Currently running the video from PS3 to the TV through HDMI without going through the receiver and audio through receiver via optical. Cable goes to receiver through components (video) and optical (audio) outputs. 

I'm currently eying a SVS PB-10 NSD but not sure if it would make more sense to upgrade to a recent receiver first. Also the surrounds are kinda weak but I don't think upgrading them would make the same impact/$ as sub or receiver. Specific recommendations are appreciated if you have them. Thoughts?


----------



## tonyvdb (Sep 5, 2007)

Personally I would upgrade your receiver first. The Onkyo 706 is about the best bang for the buck right now and you should be able to find one for around the $550 mark I know its a little bit over your budget but well worth it.
My second choice would be the sub, An SVS PB10 NSD would be better than what you have or go with the PB12 NSD For the price you have Your not going to find a better sub unless you go DIY.


----------



## nordr (May 6, 2009)

Thanks! I really want a sub but I think you're right I should get a receiver. For one, I can't get the new HD audio formats with my current receiver since it has no HDMI input and I have to send audio over optical. How good is the audyssey MultiEQ in the 706? I have read some amazing reviews for their standalone EQ but haven't seen much about this.


----------



## tonyvdb (Sep 5, 2007)

Audyssey does wonders to the sound, I dont recommend going with a receiver without either Audyssey, or Yamaha's YAPO.


----------



## salvasol (Oct 31, 2006)

I agree with you and Tony ....get an AVR first (to take advantage of HD audio on BluRay), then get a sub.

If you're interested in DIY, there's a lot of projects here on the forum.



nordr said:


> Currently running the video from PS3 to the TV through HDMI without going through the receiver and audio through receiver via optical. *Cable goes to receiver through components (video) and optical (audio) outputs*.


What do you mean components and optical outputs to AVR???....Why are you connecting component (video) to AVR???...Is that from PS3 to AVR???....if that's the case, you don't need to connect the component from PS3 to AVR, just the audio; audio/video is send to TV via HDMI.....


----------



## eboettn (Apr 25, 2008)

Go with the reciever first, then the sub. Get you a good Yamaha or Denon with HDMI then get you a decent sub.
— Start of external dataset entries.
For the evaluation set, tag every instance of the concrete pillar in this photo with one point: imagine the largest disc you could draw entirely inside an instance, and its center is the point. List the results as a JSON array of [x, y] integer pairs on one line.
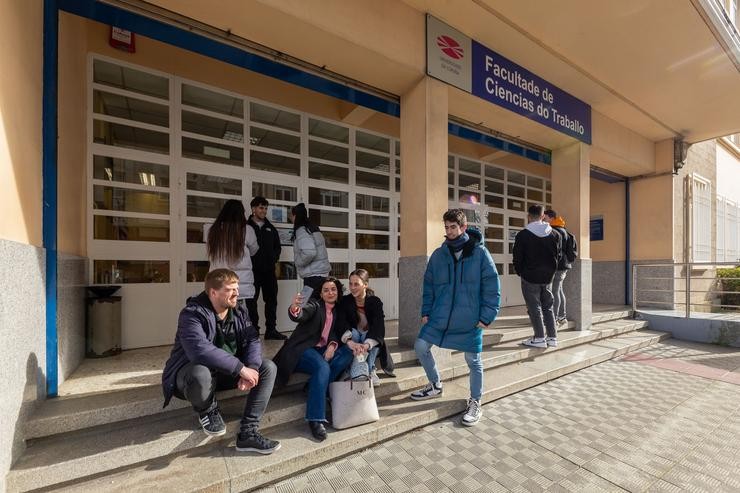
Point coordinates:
[[571, 197], [423, 194]]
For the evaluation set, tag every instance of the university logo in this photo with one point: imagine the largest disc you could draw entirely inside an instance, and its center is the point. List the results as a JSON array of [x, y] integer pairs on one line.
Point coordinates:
[[450, 47]]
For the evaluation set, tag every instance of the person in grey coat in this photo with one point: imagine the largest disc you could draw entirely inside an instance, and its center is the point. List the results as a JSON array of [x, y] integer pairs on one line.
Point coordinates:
[[309, 249]]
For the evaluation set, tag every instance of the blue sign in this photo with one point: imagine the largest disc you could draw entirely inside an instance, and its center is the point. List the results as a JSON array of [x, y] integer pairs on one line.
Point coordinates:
[[503, 82]]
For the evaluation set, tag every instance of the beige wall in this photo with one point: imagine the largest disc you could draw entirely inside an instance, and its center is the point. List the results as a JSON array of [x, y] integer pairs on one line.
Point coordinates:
[[608, 201], [20, 121]]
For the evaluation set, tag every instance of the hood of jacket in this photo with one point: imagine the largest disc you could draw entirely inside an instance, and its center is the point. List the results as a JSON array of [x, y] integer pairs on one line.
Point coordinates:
[[539, 228]]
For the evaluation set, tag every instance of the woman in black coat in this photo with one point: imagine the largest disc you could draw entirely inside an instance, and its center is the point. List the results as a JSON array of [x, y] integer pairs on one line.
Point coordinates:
[[315, 348]]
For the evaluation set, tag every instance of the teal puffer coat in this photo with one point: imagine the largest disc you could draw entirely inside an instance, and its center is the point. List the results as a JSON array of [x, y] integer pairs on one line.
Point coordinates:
[[458, 294]]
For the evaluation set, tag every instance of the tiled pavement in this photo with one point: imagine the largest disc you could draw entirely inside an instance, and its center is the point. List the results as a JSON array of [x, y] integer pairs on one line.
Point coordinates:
[[620, 425]]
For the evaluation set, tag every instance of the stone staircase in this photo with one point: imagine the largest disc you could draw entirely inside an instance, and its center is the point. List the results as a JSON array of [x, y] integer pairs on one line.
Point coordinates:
[[124, 440]]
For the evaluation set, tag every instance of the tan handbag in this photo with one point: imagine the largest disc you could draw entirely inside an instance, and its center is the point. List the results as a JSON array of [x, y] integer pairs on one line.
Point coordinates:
[[352, 404]]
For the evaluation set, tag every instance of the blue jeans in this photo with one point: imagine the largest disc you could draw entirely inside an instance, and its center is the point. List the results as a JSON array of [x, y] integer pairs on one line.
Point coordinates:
[[322, 374], [363, 368], [424, 353]]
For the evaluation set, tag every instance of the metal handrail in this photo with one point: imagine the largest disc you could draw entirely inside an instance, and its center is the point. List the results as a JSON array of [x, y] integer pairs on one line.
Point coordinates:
[[687, 290]]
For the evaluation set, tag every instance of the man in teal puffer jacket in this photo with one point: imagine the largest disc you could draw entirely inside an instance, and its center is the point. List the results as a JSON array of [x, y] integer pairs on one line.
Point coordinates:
[[461, 298]]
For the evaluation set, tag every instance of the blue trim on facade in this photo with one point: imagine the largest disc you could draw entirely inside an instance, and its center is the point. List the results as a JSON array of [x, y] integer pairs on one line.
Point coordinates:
[[202, 45], [491, 141], [49, 177]]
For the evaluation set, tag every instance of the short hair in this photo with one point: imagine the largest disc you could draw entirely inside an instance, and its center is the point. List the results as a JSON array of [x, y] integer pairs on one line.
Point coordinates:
[[218, 277], [455, 216], [258, 200], [535, 210]]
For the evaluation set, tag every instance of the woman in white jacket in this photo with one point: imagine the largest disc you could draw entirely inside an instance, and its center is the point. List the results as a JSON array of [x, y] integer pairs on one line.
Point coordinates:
[[309, 249], [230, 244]]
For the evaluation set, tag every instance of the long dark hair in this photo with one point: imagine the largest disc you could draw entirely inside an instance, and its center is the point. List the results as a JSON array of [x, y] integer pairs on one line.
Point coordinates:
[[226, 239]]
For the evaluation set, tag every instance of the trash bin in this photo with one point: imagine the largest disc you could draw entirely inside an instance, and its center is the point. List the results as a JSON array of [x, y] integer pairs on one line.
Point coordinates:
[[103, 329]]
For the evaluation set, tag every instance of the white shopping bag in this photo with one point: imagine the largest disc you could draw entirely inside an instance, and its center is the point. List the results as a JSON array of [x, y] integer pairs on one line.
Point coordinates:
[[352, 404]]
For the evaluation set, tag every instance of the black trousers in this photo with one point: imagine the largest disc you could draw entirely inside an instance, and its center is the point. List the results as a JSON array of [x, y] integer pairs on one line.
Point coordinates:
[[265, 282]]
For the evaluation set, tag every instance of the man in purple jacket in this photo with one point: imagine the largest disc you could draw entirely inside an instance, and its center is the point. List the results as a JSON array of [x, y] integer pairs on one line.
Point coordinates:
[[217, 348]]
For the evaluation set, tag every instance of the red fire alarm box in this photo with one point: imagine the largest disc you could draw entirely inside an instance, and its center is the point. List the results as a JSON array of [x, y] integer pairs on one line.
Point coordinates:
[[122, 39]]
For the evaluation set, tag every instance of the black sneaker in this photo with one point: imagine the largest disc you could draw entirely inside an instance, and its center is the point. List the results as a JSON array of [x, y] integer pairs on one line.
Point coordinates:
[[252, 441], [213, 423]]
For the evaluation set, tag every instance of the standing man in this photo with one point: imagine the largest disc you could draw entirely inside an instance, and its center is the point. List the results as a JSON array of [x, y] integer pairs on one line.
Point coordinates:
[[568, 256], [461, 298], [216, 348], [536, 255], [263, 265]]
Just my two cents.
_Posted via Mobile Device_


----------



## Sonnie (Apr 11, 2006)

Hi Ryan... we haven't seen ya in a while, but looks like Eric has revived your thread here.

What did you ever decide to do?


----------



## nordr (May 6, 2009)

Thanks for all your suggestions. I took everyone's advice and bought a used yamaha rx-v1600 off CL for a really good price. It's a great receiver but I am not that blown away by the YAPO calibration so kinda wishing I went with an Audyssey system. Then I purchased a new sub a little while later. Went with a SVS PB-10. I do have to say that the sub made much more of a difference than the receiver. As of right now I am pretty happy with my set up. The only thing left to upgrade is my surrounds but I am having trouble convincing my fiance that we need another pair of big speakers in our small NYC apartment.


----------



## Sonnie (Apr 11, 2006)

Sounds like you did well.

Have you measured before and after with your YAPO using REW? I would mainly concentrate on getting the sub response right. Even Audyssey ain't the greatest when it comes to full range.


----------